Wieder ein EOS Freeze und ein BTC-ATM in NL, Tron Blockchain fast selbständig, McAfee knickt vor SEC und ALQO hat ein paar News - die Highlights der Woche

1.   Schiphol Airport stellt Reisenden einen Bitcoin-ATM hin

Fußball können sie nicht mehr, ihre Musik lässt ziemlich nach und die Küche war noch nie was. Wenn es aber um Krypto geht, haben es die Niederländer drauf. Insbesondere dann, wenn man schnell und einfach an Touristen verdienen kann – das Sondertalent der Hauptstadt Amsterdam. „Die lokalen Euro können gegen den globalen Bitcoin getauscht werden“, schwärmt der Text auf der Flughafenseite. Ist übrigens bei Aktivitäten auf Schiphol gelistet.

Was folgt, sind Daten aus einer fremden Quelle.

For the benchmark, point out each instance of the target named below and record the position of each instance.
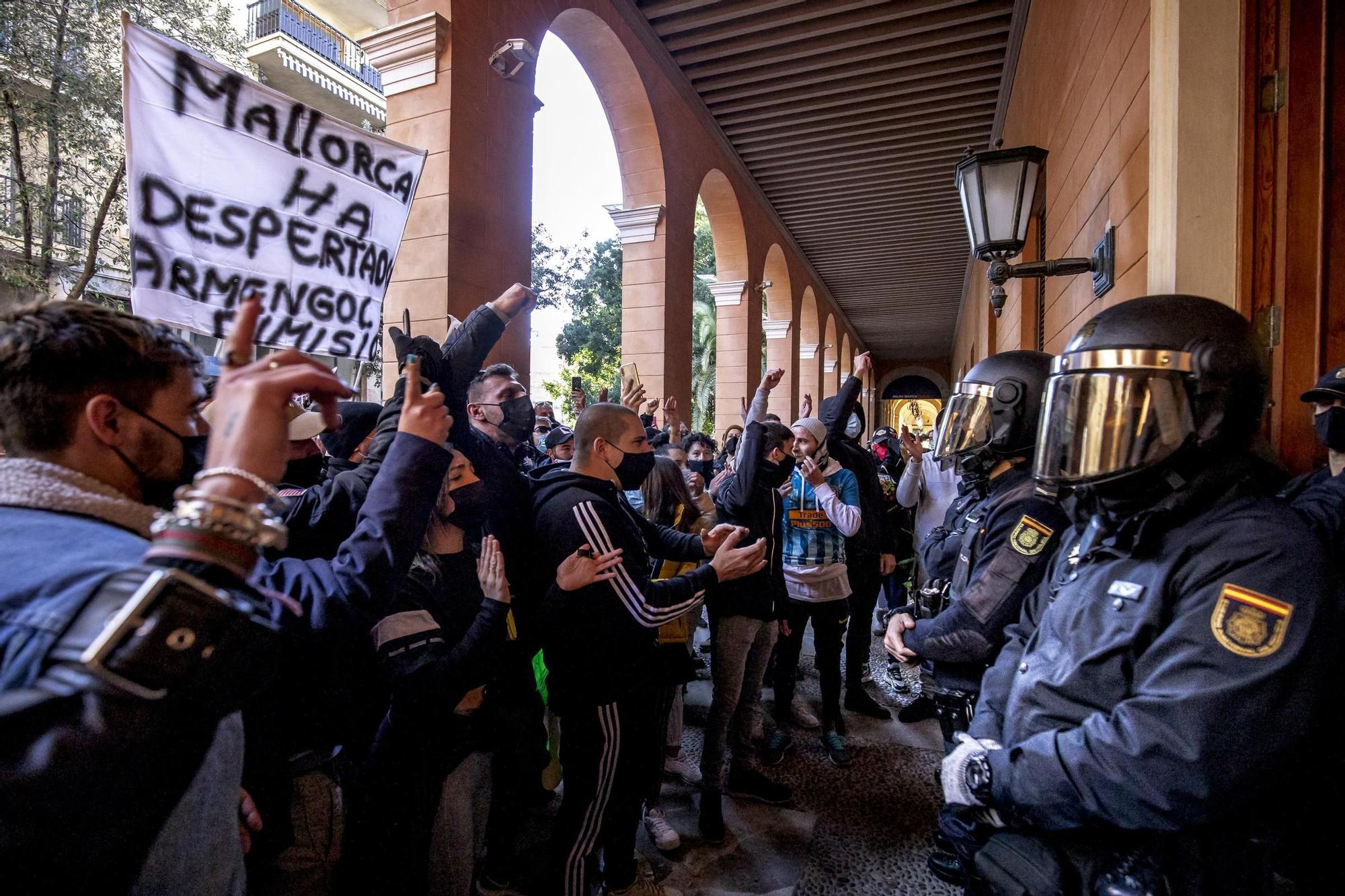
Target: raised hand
(254, 431)
(734, 563)
(584, 568)
(911, 444)
(424, 413)
(714, 538)
(633, 393)
(516, 300)
(773, 378)
(892, 641)
(490, 571)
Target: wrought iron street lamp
(999, 189)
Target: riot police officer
(988, 432)
(1320, 495)
(1149, 716)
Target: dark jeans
(606, 755)
(829, 619)
(517, 764)
(864, 598)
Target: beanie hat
(816, 428)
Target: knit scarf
(42, 486)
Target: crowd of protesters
(258, 646)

Von der Idee her super – wer durch Europa gereist ist und von Amsterdam Schiphol zurück in die Heimat fliegt, kann seine letzten EURO einfach in BTC oder ETH packen. Aber so ganz niedlich wird es in der Praxis nicht sein. Der Höchstbetrag von 100 EUR ist halbwegs logisch – Schiphol hat natürlich keine Lust auf KYC verfahren. Wer aber genauer hinschaut, sieht schon noch ein paar kleine Nachteile. Die Automaten sind aus dem Portfolio von Byecoin, einem niederländischen Kryptounternehmen. Diese verbinden sich mit dem Account der Firma, der seine Coins auf Kraken liegen hat und dir welche davon verkauft.

Eure Reporterin war schon mal an einem ähnlichen Automaten und du kannst hier nur Geldscheine abgeben. Also nicht die nervigen Münzen, von denen du nach jedem Urlaub im Ausland ca. 1000 einstecken hast. Auch wenn die niederländischen Zeitungen hartnäckig was Anderes behaupten. Übrigens werden die im Zeitungsladen gegenüber auf keinen Fall die ganzen Münzen gegen Scheine wechseln. Darüber hinaus kann ich nur hoffen, dass der kleinste Schein nicht 50 EURO ist, wie bei den mir bekannten Automaten.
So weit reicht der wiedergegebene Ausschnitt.